Apache Airflow
Open-source platform for orchestrating complex data and ML workflows as DAGs (Directed Acyclic Graphs).
Apache Airflow orchestrates data and ML workflows as Python-defined DAGs with scheduling, monitoring, and cloud integration.
Explanation
Airflow defines workflows as Python code (DAGs), provides scheduling, monitoring, retry logic, and a web UI. Operators connect to cloud services, databases, and ML frameworks.
Marketing Relevance
Apache Airflow is the most widely used workflow orchestrator for data engineering and ML pipelines.
Common Pitfalls
Not suitable for real-time streaming. Scheduler bottleneck with thousands of DAGs.
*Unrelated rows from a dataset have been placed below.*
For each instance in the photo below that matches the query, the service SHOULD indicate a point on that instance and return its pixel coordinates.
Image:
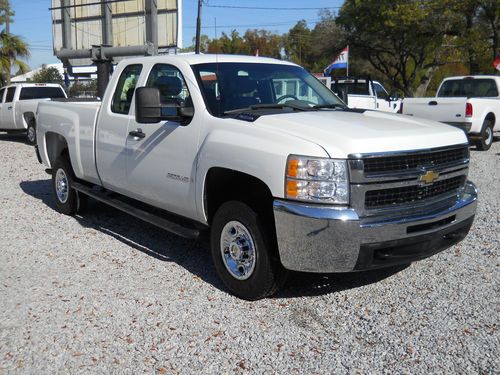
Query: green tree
(298, 46)
(263, 42)
(48, 75)
(402, 40)
(12, 47)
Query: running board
(113, 200)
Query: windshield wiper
(333, 106)
(267, 106)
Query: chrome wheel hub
(31, 134)
(237, 250)
(61, 185)
(489, 136)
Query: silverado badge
(428, 177)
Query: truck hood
(342, 133)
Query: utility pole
(198, 28)
(6, 14)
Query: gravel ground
(106, 293)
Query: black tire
(486, 137)
(67, 201)
(267, 273)
(31, 132)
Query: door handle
(137, 133)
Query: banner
(341, 62)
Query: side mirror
(150, 110)
(394, 96)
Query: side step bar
(150, 217)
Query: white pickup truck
(18, 104)
(366, 94)
(471, 103)
(204, 142)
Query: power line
(255, 25)
(268, 8)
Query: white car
(471, 103)
(18, 104)
(210, 142)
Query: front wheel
(67, 199)
(31, 133)
(244, 253)
(486, 136)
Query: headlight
(316, 180)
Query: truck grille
(401, 163)
(413, 193)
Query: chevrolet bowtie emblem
(428, 177)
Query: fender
(262, 156)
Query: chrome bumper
(315, 238)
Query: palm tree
(12, 47)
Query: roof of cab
(194, 59)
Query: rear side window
(10, 94)
(358, 88)
(122, 98)
(41, 93)
(469, 87)
(381, 93)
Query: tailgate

TaskFlow API vs. classic operators confusing.
Origin & History
Airbnb developed Airflow internally in 2014. It became an Apache Incubator project in 2016, top-level Apache project in 2019. Airflow 2.0 (2020) brought the TaskFlow API and new scheduler. Managed services: Astronomer, Google Cloud Composer, Amazon MWAA.
Comparisons & Differences
Apache Airflow vs. Kubeflow Pipelines
Kubeflow is ML-specialized on Kubernetes; Airflow is a general workflow orchestrator for data + ML.
Apache Airflow vs. Prefect
Prefect offers more modern Python-native orchestration; Airflow has the larger ecosystem and more community support.